Office relocations happen for various reasons. Businesses may be relocated because a lease is coming to an end or it’s more economically viable to operate in a different location. On some occasions just part of the office could be moving such as when a particular function is being done at another branch.
Whatever the type of relocation there are a number of employment law issues to consider.
If an office, or part of it, is relocating, it’s first necessary to check whether there’s a clause in the employee’s employment contract, which could allow the employer to change the employee’s place of work. These clauses are known as “mobility” clauses. A very wide “mobility” clause purporting to allow the employer to change the workplace to any location is likely to be unenforceable. But a commonly used “mobility” clause permitting the employer to relocate within reasonable travelling distance would probably be acceptable.
It will often come down to what the intentions of the parties were at the point of contract. It would be reasonable to assume that the employee accepted that they may have to work temporarily in another office not far from their home. But plainly a clause which allows the employer to post the employee to Australia was not within the intentions of the parties (although may have been the employer’s intention) and so is not reasonable.
In a redundancy situation an employer could try and rely on a “mobility” clause in one of two ways.

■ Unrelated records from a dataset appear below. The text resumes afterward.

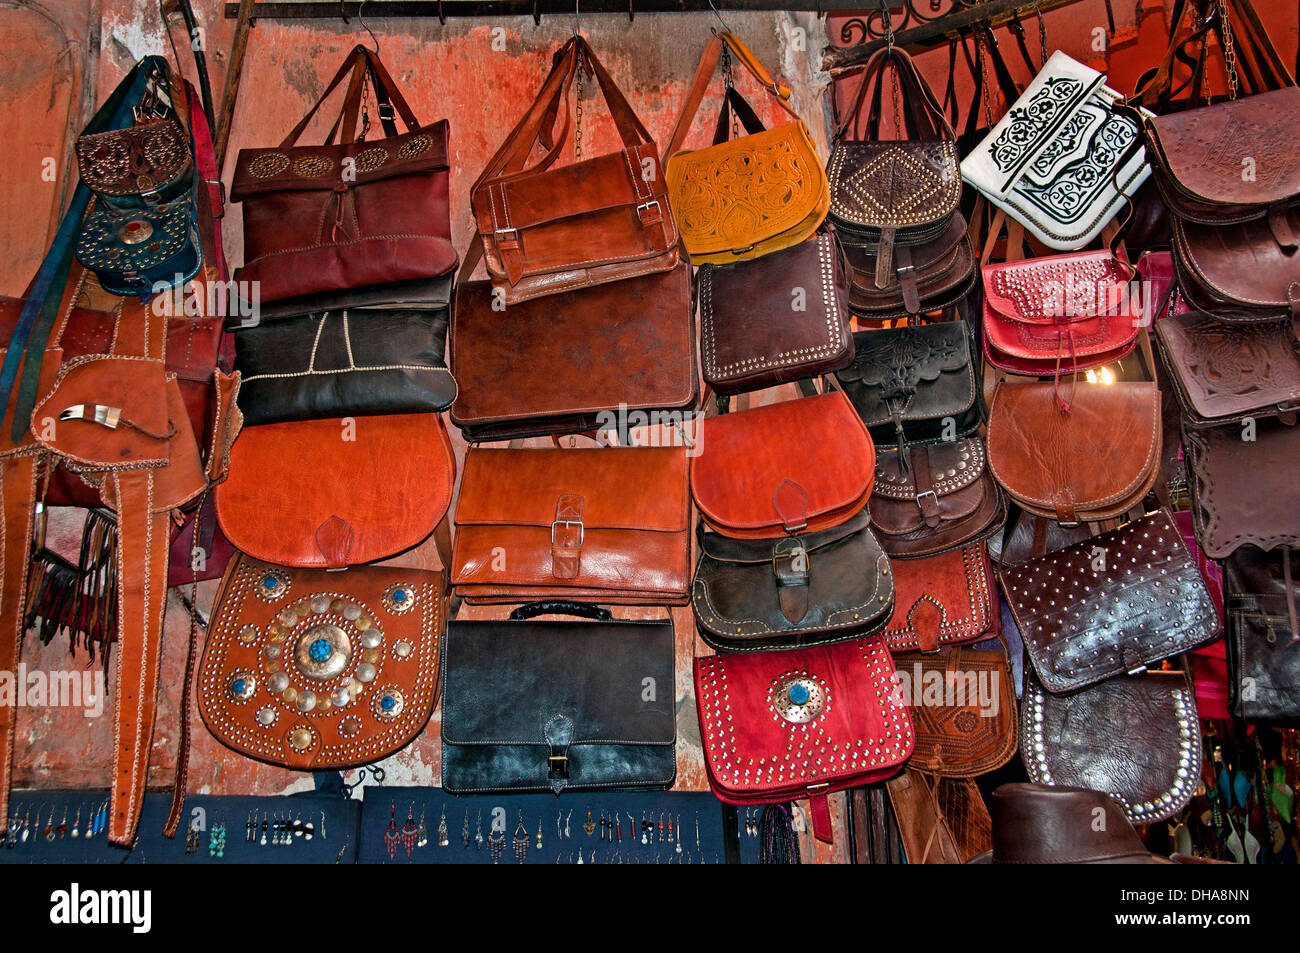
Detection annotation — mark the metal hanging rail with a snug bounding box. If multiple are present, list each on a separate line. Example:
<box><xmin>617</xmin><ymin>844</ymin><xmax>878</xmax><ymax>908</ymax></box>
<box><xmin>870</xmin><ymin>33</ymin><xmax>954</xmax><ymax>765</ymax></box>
<box><xmin>223</xmin><ymin>0</ymin><xmax>848</xmax><ymax>18</ymax></box>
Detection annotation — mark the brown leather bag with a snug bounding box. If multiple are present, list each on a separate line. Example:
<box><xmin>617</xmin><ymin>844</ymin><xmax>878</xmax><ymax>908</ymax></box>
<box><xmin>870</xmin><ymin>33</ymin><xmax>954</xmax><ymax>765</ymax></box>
<box><xmin>986</xmin><ymin>378</ymin><xmax>1161</xmax><ymax>524</ymax></box>
<box><xmin>881</xmin><ymin>543</ymin><xmax>999</xmax><ymax>653</ymax></box>
<box><xmin>451</xmin><ymin>446</ymin><xmax>691</xmax><ymax>606</ymax></box>
<box><xmin>698</xmin><ymin>233</ymin><xmax>853</xmax><ymax>399</ymax></box>
<box><xmin>887</xmin><ymin>771</ymin><xmax>993</xmax><ymax>864</ymax></box>
<box><xmin>199</xmin><ymin>553</ymin><xmax>445</xmax><ymax>769</ymax></box>
<box><xmin>231</xmin><ymin>45</ymin><xmax>456</xmax><ymax>309</ymax></box>
<box><xmin>841</xmin><ymin>213</ymin><xmax>976</xmax><ymax>320</ymax></box>
<box><xmin>470</xmin><ymin>36</ymin><xmax>679</xmax><ymax>304</ymax></box>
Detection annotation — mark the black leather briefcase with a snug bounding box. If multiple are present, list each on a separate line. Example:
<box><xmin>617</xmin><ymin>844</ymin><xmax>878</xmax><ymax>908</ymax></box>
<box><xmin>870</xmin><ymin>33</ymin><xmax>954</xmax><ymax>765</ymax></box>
<box><xmin>440</xmin><ymin>601</ymin><xmax>676</xmax><ymax>794</ymax></box>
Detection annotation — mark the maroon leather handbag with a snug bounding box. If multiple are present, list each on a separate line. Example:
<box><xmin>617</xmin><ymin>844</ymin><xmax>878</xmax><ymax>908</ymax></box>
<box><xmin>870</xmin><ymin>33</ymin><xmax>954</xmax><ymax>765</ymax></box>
<box><xmin>231</xmin><ymin>45</ymin><xmax>456</xmax><ymax>309</ymax></box>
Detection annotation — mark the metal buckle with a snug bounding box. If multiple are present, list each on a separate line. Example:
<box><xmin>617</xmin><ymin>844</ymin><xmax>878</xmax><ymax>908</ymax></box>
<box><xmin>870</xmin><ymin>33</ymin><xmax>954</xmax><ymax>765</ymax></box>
<box><xmin>493</xmin><ymin>227</ymin><xmax>519</xmax><ymax>244</ymax></box>
<box><xmin>896</xmin><ymin>264</ymin><xmax>916</xmax><ymax>278</ymax></box>
<box><xmin>376</xmin><ymin>103</ymin><xmax>396</xmax><ymax>122</ymax></box>
<box><xmin>915</xmin><ymin>489</ymin><xmax>939</xmax><ymax>510</ymax></box>
<box><xmin>636</xmin><ymin>200</ymin><xmax>661</xmax><ymax>219</ymax></box>
<box><xmin>548</xmin><ymin>755</ymin><xmax>569</xmax><ymax>779</ymax></box>
<box><xmin>773</xmin><ymin>545</ymin><xmax>809</xmax><ymax>577</ymax></box>
<box><xmin>551</xmin><ymin>519</ymin><xmax>584</xmax><ymax>547</ymax></box>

The employer could avoid the whole redundancy by simply asking the employee to relocate to the new premises in accordance with what’s stated in the contract. If the employee refuses, the employer could, arguably, dismiss for misconduct on the basis that the employee failed to follow lawful and reasonable instructions. Remember though – the “mobility” clause has to be enforceable for the employer to be able to exercise it.

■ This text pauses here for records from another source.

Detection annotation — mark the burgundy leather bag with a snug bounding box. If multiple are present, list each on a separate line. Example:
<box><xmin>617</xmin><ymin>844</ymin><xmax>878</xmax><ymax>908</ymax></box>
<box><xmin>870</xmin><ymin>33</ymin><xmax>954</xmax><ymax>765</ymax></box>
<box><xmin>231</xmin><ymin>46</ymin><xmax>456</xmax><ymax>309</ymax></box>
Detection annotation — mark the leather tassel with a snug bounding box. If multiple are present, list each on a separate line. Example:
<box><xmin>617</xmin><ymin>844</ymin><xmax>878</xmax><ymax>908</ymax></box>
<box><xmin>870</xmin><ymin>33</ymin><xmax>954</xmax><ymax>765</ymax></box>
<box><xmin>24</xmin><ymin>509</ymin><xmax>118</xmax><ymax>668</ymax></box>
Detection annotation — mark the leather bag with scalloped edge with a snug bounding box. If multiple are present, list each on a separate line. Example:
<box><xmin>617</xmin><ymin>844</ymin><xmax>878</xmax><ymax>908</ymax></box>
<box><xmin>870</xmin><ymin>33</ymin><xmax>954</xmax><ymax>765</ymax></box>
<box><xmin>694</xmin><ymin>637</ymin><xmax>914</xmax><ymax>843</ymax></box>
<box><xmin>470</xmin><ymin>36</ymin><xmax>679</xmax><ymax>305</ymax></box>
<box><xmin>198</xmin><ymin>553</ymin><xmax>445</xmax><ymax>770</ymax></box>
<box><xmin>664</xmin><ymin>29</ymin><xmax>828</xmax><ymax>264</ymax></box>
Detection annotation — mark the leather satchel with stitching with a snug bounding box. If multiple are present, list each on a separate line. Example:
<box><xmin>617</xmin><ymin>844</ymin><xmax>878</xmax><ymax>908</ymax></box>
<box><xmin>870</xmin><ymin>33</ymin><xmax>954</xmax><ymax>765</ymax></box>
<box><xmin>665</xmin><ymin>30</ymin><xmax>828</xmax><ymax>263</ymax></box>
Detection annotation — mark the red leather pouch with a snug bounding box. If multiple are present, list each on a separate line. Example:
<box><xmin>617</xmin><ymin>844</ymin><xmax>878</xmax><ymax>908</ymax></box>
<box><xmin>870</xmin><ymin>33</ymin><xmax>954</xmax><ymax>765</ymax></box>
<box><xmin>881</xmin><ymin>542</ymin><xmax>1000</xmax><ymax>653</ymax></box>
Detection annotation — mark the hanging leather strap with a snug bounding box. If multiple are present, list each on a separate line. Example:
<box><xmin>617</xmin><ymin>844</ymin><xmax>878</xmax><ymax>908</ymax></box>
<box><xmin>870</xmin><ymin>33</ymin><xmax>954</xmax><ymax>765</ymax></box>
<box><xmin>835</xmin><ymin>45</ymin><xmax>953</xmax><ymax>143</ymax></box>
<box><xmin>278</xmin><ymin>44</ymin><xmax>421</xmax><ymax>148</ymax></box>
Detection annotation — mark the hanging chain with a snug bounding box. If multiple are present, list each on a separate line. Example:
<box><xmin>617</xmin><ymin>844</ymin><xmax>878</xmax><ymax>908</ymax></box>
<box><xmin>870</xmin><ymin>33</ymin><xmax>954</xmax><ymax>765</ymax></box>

Alternatively, the employer could go down the redundancy route and offer the employee suitable alternative employment at the new location. If the employee refuses, the employer could argue that the refusal was unreasonable and that the employee therefore lost the right to a statutory redundancy payment.
In some cases, it may be reasonable for the employee to refuse an alternative job and the employee (subject to length of service) would then be entitled to a statutory redundancy payment.
Employees normally need to have at least two years’ service to bring an unfair dismissal claim. In order to defend the claim, the employer would need to show a fair reason for the dismissal (such as redundancy or misconduct), and a fair process must have been followed.
In a redundancy case the employer must consult with the employees prior to making any decision to dismiss. Depending on the number of employees affected the employer could have a separate obligation to consult the workforce collectively.
The employer would also have a duty to consider suitable alternative roles for the employees. Depending on the circumstances, the duty could extend to searching for appropriate jobs at companies within the same group of the employer. If, for example, a London office was relocating to New York it might be reasonable to expect the employer to consider suitable roles in the New York office (as well as at other company offices).
On some occasions the employer may be required to carry out a fair selection process. This is more relevant though when businesses are reducing headcount rather than relocating.
This guide is intended for guidance only and should not be relied upon for specific advice.